It appears that the captain ordered the ship to be sailed far too close to land in a spectacular piece of showboating, and that he initially denied there was a problem. He delayed giving the order to abandon ship for more than an hour after hitting rocks and there are reports his junior officers mutinied and gathered passengers to evacuation points.

Obviously, there were professional and well-trained crew members who expedited the evacuation, otherwise many more lives would have been lost. But the actions of the captain, Franceso Schettino, have generated worldwide contempt and mockery. He was in one of the first lifeboats off the craft and, reading the transcript of the exchange between the captain and coastguard commander Gregorio De Falco, De Falco seems incredulous that the captain could desert his ship in such a craven fashion.

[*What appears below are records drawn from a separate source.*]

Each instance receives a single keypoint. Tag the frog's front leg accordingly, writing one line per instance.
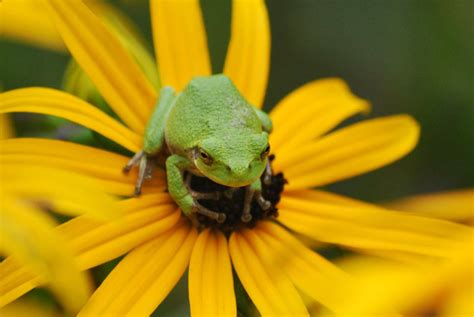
(175, 167)
(253, 191)
(154, 138)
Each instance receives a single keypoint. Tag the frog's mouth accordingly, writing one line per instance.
(231, 202)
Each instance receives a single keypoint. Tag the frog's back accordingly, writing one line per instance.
(209, 106)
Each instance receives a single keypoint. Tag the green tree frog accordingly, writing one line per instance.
(208, 130)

De Falco orders Schettino to get back on board the ship and give him information about the numbers of passengers still on board and the numbers who have died. The captain replies that he's in a lifeboat, not going anywhere, and De Falco asks him what he is doing in the lifeboat. Schettino replies he's co-ordinating the rescue and De Falco explodes and tells him to co-ordinate the rescue from on board the stricken ship.

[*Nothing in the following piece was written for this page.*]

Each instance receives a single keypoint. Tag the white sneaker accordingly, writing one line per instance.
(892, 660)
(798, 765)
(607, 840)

When Schettino says that it's dark on board the ship and he can't see anything, De Falco mocks him and orders him, again, to get back and resume command. The fastest-selling T-shirt in Italy bears the slogan: "Vado a borda. Cazza!" (Get back on board. Now!) mocking the captain and in tribute to the coastguard chief who tried to get Schettino to do his duty.

In interviews with the police, Schettino's explanations as to why he was one of the first onshore are even more bizarre. He now claims that he was co-ordinating the rescue effort on board the Costa Concordia when the ship listed, and that he fell into the lifeboat. Presumably, once he was on shore, a taxi came round the corner, its door swung open and he fell into the taxi that took him home and far away from the chaos he had caused.

I can't wait to hear the fantastic stories the captain comes up with during his trial. So far they've been crackers and so, it appears, is he.